Também aqui e talvez até especialmente aqui, se possa dizer que a verdade é libertadora. A primeira condição para podermos sair deste ciclo de pobreza é assumirmos todos a nossa verdade, individual e coletiva e não a andarmos a esconder e a adiar a verdade com paliativos de "engenharia financeira".

Portugal é pobre, os portugueses em geral são pobres e os orçamentos são limitados. Seja no Estado, nas autarquias, nas empresas e nas organizações sociais, seja nas famílias todos têm de ter consciência que os orçamentos são limitados e não chegam para todas as necessidades, pelo que haverá que as escolher, escolher as que são verdadeiramente prioritárias.

O Natal de 2011 é um Natal mais pobre, mais frugal, mais simples, mas também mais verdadeiro. Não fico feliz por isso. Pelo contrário, tenho consciência dos efeitos profundamente negativos que tal quebra do consumo terá no pequeno comércio, nas empresas familiares e portanto nas famílias dos empresários e dos trabalhadores. Também por isso, 2012 será um ano em que se vão acentuar as falências, as insolvências empresariais e pessoais. Ninguém está a salvo de um tal cenário de falências e desemprego. Ninguém! Por isso, a palavra de ordem para o próximo ano terá de ser poupança e trabalho. Só com poupança e trabalho poderemos ultrapassar esta fase menos boa da nossa vida coletiva.
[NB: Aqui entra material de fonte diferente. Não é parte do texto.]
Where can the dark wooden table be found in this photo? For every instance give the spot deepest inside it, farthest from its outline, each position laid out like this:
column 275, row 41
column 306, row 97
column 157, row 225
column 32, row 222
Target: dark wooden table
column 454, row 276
Ao terminar o ano de 2011 dou também por terminada esta coluna de opinião. Nos últimos meses novas tarefas e responsabilidades me foram confiadas, o que me impede de continuar a manter a mesma disponibilidade para escrever estes artigos. Na vida temos que fazer opções. A todos os leitores da Folha do Domingo desejo um Santo Natal e um Ano de 2012 o mais feliz que seja possível.